Nandan Bezbarua

Personal information
- Born: 1945 or 1946
- Died: 24 August 2007 (aged 61) Guwahati, Assam, India
- Role: Opening batsman

Domestic team information
- 1966/67–1979/80: Assam

Career statistics
| Competition | First-class |
| Matches | 16 |
| Runs scored | 382 |
| Batting average | 12.73 |
| 100s/50s | 0/1 |
| Top score | 59 |
| Balls bowled | 223 |
| Wickets | 1 |
| Bowling average | 166.00 |
| 5 wickets in innings | 0 |
| 10 wickets in match | 0 |
| Best bowling | 1/2 |
| Catches/stumpings | 7/– |
- Source: CricketArchive, 27 May 2015

= Nandan Bezbarua =

Indian cricketer

Nandan Bezbarua (1945 or 1946 – 24 August 2007) was an Indian cricketer who played first-class cricket for Assam from 1967 to 1979 and later served as secretary of the Assam Cricket Association.

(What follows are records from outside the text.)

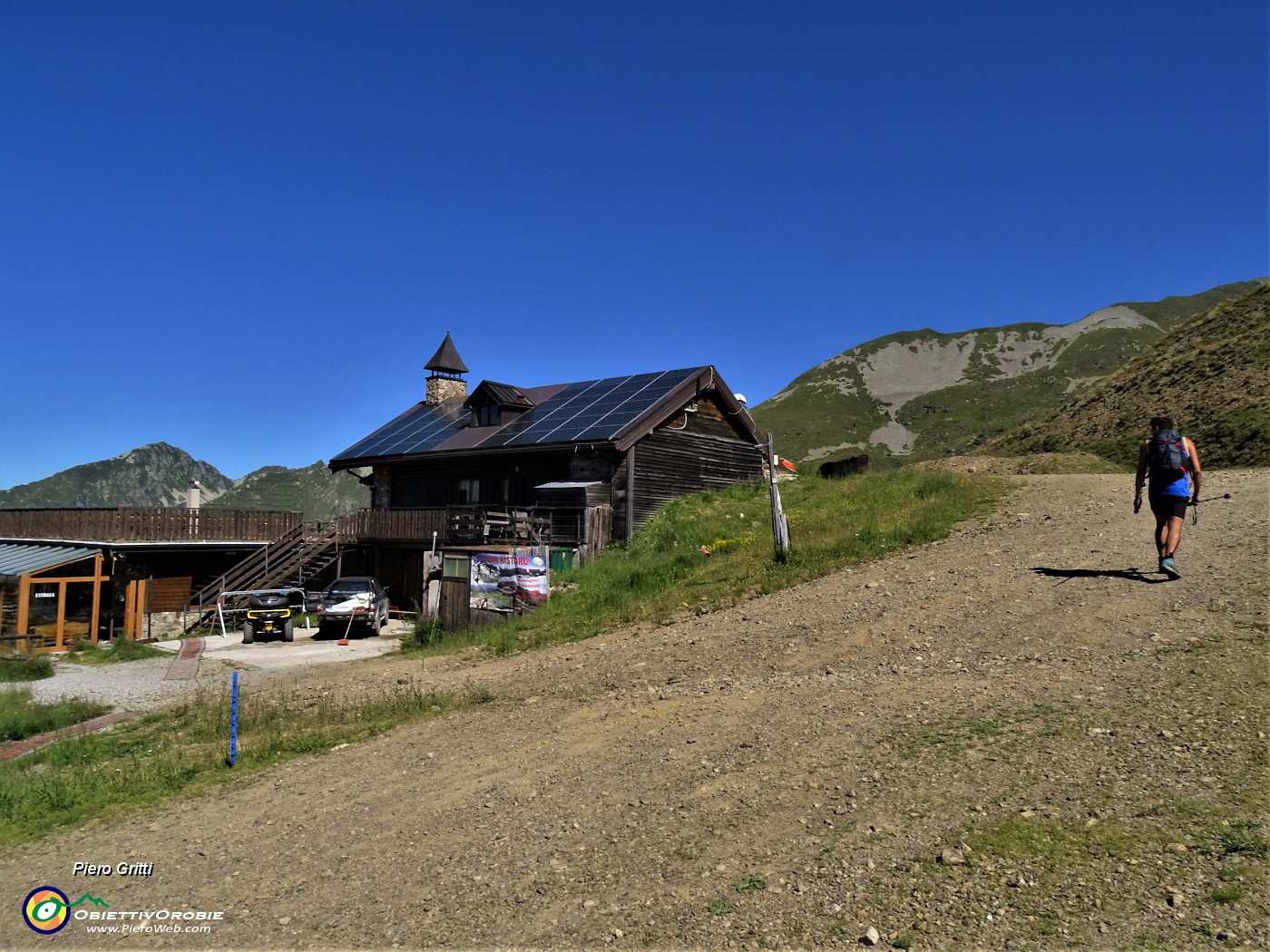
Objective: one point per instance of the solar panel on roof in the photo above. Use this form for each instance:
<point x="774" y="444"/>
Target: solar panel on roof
<point x="599" y="409"/>
<point x="588" y="410"/>
<point x="419" y="431"/>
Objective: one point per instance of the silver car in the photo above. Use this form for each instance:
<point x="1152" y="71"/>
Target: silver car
<point x="356" y="602"/>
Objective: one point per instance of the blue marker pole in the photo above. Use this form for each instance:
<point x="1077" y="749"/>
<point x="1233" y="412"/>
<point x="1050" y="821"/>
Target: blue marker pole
<point x="234" y="723"/>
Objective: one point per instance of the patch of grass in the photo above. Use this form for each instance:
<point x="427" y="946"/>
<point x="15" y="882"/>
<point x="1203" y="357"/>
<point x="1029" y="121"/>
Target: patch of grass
<point x="21" y="717"/>
<point x="952" y="739"/>
<point x="1227" y="894"/>
<point x="15" y="666"/>
<point x="664" y="575"/>
<point x="425" y="634"/>
<point x="118" y="651"/>
<point x="1244" y="838"/>
<point x="187" y="748"/>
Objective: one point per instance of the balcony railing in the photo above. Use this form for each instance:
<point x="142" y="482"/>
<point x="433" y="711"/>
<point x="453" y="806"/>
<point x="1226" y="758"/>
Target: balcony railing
<point x="556" y="526"/>
<point x="148" y="524"/>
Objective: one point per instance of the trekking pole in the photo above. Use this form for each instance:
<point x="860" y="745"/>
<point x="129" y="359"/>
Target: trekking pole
<point x="1196" y="507"/>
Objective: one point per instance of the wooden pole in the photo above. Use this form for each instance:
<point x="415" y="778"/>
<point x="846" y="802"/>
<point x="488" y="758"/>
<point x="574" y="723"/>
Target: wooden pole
<point x="780" y="526"/>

A middle-order and opening batsman, Bezbarua played four matches for Assam in the Ranji Trophy from 1966–67 to 1970–71 with little success, then returned to the team in 1974–75. In his third match that season he opened the batting and top-scored in each innings, although he made only 11 and 8 not out, and Assam totalled only 35 and 33 and lost to Bengal by an innings and 282 runs. In the second innings he carried his bat. He had his most successful season in 1977–78, scoring 121 runs at an average of 24.20, including his highest score of 59 (equal top score) against Bihar.

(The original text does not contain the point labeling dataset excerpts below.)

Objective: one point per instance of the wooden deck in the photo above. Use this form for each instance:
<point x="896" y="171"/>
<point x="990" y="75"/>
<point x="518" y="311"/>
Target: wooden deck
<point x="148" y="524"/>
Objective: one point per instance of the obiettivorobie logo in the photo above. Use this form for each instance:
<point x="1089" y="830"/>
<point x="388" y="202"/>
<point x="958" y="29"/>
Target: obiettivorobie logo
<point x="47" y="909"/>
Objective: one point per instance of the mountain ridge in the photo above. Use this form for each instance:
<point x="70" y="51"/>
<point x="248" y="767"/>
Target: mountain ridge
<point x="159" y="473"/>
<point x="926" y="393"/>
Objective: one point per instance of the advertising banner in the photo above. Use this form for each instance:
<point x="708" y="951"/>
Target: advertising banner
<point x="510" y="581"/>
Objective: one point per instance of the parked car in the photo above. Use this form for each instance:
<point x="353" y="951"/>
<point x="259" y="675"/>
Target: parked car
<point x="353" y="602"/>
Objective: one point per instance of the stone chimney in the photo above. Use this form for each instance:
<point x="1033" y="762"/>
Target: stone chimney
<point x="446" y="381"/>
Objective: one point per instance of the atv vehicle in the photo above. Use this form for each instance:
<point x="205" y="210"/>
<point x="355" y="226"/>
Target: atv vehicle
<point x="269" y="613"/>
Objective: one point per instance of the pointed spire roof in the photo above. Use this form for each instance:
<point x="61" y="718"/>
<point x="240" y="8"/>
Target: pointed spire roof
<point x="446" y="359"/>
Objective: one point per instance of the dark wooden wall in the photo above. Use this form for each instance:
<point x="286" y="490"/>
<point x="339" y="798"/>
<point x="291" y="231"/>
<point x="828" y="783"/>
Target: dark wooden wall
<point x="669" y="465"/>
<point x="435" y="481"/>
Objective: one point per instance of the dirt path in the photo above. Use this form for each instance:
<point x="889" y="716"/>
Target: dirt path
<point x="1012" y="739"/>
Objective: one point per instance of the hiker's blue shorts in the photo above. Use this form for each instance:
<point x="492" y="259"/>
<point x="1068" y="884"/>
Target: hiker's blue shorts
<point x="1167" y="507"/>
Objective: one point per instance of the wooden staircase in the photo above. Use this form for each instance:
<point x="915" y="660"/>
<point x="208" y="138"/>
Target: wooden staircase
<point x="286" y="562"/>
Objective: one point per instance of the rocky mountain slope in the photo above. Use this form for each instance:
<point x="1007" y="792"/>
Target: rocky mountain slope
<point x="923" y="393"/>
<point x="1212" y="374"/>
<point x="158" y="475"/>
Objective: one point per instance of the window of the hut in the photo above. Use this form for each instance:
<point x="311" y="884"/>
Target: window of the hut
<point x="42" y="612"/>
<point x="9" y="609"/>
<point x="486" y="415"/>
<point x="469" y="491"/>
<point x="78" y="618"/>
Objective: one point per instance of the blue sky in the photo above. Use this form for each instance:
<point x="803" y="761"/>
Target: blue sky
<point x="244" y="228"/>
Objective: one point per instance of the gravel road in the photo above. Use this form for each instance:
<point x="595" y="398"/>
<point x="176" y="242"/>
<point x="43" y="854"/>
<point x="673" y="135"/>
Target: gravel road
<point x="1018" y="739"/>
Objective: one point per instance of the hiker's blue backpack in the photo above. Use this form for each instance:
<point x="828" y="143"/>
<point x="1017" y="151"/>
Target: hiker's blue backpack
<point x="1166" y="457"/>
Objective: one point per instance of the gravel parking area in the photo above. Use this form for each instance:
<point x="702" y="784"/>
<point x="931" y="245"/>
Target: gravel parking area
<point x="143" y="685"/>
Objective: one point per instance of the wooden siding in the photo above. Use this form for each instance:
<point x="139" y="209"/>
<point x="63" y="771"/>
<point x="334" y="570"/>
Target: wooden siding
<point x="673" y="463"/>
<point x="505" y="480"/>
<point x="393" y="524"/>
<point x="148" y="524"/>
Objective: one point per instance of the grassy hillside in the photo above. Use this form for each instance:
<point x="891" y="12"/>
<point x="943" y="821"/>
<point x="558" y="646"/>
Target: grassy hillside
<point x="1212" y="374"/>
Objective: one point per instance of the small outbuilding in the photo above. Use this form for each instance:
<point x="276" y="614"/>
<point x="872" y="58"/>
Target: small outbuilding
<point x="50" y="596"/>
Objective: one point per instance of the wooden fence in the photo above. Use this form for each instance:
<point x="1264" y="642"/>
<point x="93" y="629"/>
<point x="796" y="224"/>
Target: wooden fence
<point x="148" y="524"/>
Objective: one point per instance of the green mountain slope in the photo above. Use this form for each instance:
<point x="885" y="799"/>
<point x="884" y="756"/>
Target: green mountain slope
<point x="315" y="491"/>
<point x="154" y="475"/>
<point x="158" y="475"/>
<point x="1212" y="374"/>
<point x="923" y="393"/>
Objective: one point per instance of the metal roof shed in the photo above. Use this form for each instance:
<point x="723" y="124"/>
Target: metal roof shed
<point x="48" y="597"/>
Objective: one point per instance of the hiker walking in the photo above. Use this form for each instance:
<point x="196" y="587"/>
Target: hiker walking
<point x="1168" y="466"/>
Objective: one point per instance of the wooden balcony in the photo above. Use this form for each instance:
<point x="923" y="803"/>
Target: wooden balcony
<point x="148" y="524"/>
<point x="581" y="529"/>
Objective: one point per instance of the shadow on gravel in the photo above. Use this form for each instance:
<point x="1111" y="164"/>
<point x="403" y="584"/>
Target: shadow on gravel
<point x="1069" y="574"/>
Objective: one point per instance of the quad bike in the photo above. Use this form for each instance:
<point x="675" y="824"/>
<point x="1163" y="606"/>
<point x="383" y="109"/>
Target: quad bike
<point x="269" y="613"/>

Bezbarua captained Assam in his last season, 1979–80. He top-scored in the first innings of the first match with 29, and finished the season with 84 runs at 14.00 in Assam's three matches; Assam's highest scorer that season made 85 runs. He later served two terms as honorary secretary of the Assam Cricket Association.

Bezbarua died of kidney disease in hospital in Guwahati in August 2007, aged 61. He and his wife had two sons.